In the case of elbasvir, Tyr93A forms an H-bond for 36% and π-π interaction with the imidazole ring for 56% of the MD simulations time. Further, hydrophobic interactions were observed with the Trp11A and His54B for 39% and 70% of the MD simulations time, respectively. Ombitasvir exhibits H-bonds with Thr56A for 41%, Thr56B for 71%, Ala61B for 83%, and Thr95A for 35%, while Tyr93A and His54B show π-π interaction for 34% of the MD simulations time. Ledipasvir shows H-bonds with Thr56B for 84%, Ala61B for 56%, and π-π interaction with Tyr93A for 43% of the MD simulations time. Velpatasvir shows H-bonds with Thr95A, His54B, and Thr56B through water bridges for 42%, 42%, and 46% of the MD simulations time, respectively. In addition to π-π contacts with Trp9B, His54A, His54B, Tyr93A, and Tyr93B, pibrentasvir shows H-bonds for 72%, 89%, and 42% with Trp11A, Thr56A, and Asn91A, respectively, in addition to π-π interaction with Phe19, Tyr93A, and Tyr93B for 40%, 28%, and 30%, respectively (Figs. S26S30).

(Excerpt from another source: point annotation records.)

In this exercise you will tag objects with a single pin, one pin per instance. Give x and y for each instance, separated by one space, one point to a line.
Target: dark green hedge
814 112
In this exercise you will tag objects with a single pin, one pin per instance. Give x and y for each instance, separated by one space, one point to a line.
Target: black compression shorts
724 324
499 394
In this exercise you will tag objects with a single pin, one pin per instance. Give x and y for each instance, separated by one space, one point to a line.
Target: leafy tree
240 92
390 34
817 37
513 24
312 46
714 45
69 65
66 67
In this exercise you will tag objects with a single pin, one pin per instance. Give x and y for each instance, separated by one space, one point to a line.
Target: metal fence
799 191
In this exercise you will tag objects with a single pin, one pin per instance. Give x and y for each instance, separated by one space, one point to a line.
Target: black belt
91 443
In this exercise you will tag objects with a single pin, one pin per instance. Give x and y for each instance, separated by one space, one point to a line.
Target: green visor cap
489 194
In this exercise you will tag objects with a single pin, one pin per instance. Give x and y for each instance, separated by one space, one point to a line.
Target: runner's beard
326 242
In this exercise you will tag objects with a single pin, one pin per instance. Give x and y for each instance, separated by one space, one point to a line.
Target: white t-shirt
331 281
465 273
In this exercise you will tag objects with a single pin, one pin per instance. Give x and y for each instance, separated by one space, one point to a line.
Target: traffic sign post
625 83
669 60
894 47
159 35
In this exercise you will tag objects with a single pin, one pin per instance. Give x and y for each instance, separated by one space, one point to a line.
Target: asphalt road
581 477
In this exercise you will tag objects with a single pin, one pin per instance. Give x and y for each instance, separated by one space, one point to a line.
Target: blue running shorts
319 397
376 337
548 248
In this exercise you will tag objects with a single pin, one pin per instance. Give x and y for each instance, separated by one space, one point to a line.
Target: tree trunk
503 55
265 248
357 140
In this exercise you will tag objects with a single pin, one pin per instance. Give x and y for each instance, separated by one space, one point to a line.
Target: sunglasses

The fundamental interactions indicated in the initial docking models remained unaltered during the MD simulations. In addition, significant bridged water interactions were identified between the ligands and Thr56. The hydrophobic interactions involving ligands and Tyr93 and His54 residues are crucial. As a result, Thr56, Tyr93, His54, and Trp11 have been recognized as key residues for ligand binding.

The MM-GBSA ΔG of binding was monitored throughout the MD simulations time (Fig. 11). The average ΔG of binding is computed for daclatasvir, elbasvir, ledipasvir, pibrentasvir, ombitasvir, and velpatasvir as − 87.675, − 89.597, − 108.094, − 116.02, − 94.444, and − 107.778 kcal/mol; respectively. The binding energy improved over the MD simulation time, indicating the tight ligand binding.

Fig. 11
figure 11

The binding free energy of daclatasvir (orange), elbasvir (black), ledipasvir (red), pibrentasvir (blue), ombitasvir (green), and velpatasvir (cyan) over the 200-ns MD simulations

Conclusion

Our primary goal was to develop a 3D model of the HCV NS5A GT-4a, considering that the crystal structure of full-length HCV NS5A has not yet been established. Additionally, we use the generated model to explain the binding mode of currently available NS5A inhibitors. As a result, a promising new model for the HCV NS5A GT-4a protein was developed. This model revealed a new unexplored orientation of AH relative to the cytosolic subdomain, with the AH axis approximately perpendicular to the cytosolic subdomain axis (T-shaped). The stability of the generated model was evaluated using 200-ns MD simulations by monitoring the RMSD, RMSF, and rGyr throughout the MD simulations time. Docking predictions through FRED and AutoDock Vina were used to generate and refine the binding modes of marketed NS5A inhibitors. Analysis of the druggable site of NS5A identified a symmetrical cavity. After examining ligand interactions, NS5A inhibitors were found to bind to the NS5A dimer in a symmetrical binding manner. The symmetric properties of daclatasvir and many of its analogs strongly support this binding mode. The binding cavity is located near the point where the dimer attaches to the membrane, and the two N-terminal AH act as ER membrane anchors on both sides of the binding site. The increased potency offered by these bulky groups is thought to result from a more favorable interaction with nearby lipophilic residues in the dimer interface and the AH, supported by a more stable fit to the active site. MD results have confirmed the stability of the studied NS5A inhibitors in the active site. These findings could offer a better understanding of HCV NS5A inhibition mechanism and form a base for the design of potent inhibitors against NS5A, which may confer less resistance and/or a broader spectrum of efficacy against HCV.